# case 210 parts needed



## victor ferrante (Jan 7, 2005)

Looking for case model 210 parts needed. Brakes, starter/generator, manual, ignition switch, sheet metal, etc.


----------



## case644 (Nov 30, 2004)

Victor,
try putting your post under the lawn and garden header then click ingersoll. You will prolly have better luck there.

Bob


----------



## caseman-d (Nov 29, 2003)

Victor, 
You want new or used. I can check on new but will be upfront they will be spendy if still available. Email me your list to [email protected] attention caseman-d and I will see whats available. That way I can get prices and just email you back.

You might get ahold of Don L for used parts, never know he might have a few new parts also. He might be your best bet on the sheetmetal pieces.

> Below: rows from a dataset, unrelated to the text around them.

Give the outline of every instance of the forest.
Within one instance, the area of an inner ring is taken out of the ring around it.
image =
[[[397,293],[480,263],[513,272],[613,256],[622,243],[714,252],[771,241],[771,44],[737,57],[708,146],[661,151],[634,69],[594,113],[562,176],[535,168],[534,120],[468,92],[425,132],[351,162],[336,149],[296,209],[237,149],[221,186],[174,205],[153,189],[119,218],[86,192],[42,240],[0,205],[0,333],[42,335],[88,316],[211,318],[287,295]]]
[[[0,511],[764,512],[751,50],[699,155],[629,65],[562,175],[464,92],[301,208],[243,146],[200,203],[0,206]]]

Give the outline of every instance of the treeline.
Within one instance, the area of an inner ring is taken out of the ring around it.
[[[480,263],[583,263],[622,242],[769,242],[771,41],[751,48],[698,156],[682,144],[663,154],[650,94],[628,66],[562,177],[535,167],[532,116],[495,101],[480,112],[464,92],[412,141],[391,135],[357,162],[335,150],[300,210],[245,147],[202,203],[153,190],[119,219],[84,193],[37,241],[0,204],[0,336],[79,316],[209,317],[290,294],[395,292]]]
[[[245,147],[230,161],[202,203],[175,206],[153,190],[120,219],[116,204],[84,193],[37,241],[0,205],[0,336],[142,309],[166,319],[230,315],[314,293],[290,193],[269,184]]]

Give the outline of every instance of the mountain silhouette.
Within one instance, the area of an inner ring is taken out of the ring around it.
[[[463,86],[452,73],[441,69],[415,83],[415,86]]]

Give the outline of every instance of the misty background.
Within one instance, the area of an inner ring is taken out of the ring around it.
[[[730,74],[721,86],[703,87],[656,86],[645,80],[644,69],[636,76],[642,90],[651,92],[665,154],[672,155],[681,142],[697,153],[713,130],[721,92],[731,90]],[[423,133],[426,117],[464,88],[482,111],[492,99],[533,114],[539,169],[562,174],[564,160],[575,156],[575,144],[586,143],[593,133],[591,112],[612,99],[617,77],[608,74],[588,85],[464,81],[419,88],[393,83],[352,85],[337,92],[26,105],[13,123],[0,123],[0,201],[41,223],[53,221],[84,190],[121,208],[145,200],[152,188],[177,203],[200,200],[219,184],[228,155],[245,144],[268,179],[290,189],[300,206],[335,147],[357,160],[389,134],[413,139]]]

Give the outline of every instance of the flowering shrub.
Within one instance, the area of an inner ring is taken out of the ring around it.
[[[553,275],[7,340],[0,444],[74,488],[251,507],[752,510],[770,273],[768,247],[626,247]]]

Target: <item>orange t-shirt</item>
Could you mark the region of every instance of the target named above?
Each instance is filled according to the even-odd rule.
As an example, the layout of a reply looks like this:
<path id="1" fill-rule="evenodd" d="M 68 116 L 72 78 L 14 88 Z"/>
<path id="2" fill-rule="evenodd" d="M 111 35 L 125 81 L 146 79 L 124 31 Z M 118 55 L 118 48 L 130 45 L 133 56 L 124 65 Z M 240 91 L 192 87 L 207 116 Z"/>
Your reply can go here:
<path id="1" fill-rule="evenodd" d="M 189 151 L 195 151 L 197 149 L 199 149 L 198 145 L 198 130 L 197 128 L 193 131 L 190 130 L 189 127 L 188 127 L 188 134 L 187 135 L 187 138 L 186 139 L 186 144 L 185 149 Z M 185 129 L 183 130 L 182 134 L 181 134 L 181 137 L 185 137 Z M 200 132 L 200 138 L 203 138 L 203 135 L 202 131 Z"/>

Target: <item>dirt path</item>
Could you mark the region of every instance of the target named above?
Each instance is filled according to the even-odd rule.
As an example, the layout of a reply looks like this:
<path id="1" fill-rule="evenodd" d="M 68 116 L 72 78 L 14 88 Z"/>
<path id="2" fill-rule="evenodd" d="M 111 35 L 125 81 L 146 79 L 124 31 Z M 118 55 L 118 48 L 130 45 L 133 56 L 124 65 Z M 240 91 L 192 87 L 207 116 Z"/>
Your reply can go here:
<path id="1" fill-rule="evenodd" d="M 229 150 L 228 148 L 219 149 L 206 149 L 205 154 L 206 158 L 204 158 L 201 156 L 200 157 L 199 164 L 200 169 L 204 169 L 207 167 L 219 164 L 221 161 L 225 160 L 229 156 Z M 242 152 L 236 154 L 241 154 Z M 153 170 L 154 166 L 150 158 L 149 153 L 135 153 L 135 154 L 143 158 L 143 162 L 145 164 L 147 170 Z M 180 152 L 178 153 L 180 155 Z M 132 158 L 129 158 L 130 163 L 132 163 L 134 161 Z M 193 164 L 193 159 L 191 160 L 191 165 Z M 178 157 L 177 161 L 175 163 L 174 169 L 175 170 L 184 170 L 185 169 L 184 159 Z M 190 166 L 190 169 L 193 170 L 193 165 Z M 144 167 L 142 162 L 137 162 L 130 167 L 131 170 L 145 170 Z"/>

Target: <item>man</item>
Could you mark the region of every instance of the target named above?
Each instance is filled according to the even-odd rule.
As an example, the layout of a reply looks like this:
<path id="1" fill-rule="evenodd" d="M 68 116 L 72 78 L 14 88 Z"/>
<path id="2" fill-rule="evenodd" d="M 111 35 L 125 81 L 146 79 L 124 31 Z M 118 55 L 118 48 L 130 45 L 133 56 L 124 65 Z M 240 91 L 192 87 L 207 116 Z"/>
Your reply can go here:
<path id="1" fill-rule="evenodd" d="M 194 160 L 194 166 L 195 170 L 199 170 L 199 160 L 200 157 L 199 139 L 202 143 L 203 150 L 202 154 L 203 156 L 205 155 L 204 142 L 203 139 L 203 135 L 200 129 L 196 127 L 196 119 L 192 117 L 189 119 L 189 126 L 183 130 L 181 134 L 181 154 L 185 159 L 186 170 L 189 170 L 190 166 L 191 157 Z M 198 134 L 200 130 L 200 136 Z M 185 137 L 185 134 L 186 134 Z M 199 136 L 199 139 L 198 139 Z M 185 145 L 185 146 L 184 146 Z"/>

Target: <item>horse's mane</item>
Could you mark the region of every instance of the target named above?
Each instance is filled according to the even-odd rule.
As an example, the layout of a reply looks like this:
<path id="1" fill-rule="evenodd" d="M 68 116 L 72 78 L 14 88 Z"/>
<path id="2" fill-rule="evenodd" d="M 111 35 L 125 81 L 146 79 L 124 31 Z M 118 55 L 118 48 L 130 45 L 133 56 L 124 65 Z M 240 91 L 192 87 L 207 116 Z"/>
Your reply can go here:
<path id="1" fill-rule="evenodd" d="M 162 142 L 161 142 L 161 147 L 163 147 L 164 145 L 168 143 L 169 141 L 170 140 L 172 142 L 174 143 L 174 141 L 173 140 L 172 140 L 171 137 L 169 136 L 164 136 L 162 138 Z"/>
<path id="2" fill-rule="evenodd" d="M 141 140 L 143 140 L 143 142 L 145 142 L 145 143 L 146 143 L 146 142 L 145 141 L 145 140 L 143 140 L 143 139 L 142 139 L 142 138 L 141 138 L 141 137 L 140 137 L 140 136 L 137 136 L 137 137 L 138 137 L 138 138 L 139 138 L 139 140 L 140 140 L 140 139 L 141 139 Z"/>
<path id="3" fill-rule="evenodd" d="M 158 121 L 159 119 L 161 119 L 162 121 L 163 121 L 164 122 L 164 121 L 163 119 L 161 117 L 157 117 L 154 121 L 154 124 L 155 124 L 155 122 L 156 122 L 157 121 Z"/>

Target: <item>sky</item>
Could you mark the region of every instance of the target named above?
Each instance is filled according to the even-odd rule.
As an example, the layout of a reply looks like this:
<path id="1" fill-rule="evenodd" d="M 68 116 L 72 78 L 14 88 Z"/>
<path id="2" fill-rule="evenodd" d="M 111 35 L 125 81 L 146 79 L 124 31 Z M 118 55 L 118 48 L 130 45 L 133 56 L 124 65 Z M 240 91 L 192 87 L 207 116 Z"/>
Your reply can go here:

You may consider taking the starter and generator to a electrical place to see if they can't be rebuilt. You might try doing a ebay search for case manuals and see what happens. I can get reprinted manuals from Case. 

Good luck with it.
caseman-d


----------



## caseman-d (Nov 29, 2003)

> _Originally posted by case644 _
> *Victor,
> try putting your post under the lawn and garden header then click ingersoll. You will prolly have better luck there.
> 
> Bob *


Bob,
If Victor is referring to the 210B thats not considered a lawn and garden tractor. However he (Victor) is more than welcomed to to post his post also on the lawn and garden forum. It maybe one of the smallest tractors Case made in 58 and 59 with 167 in 58 and 197 in 59. Parts may be a lillte tough to find.
caseman-d


----------



## Ingersoll444 (Sep 17, 2003)

Hmm I was thinking he had a GT also, I did not know there was also a full size 210.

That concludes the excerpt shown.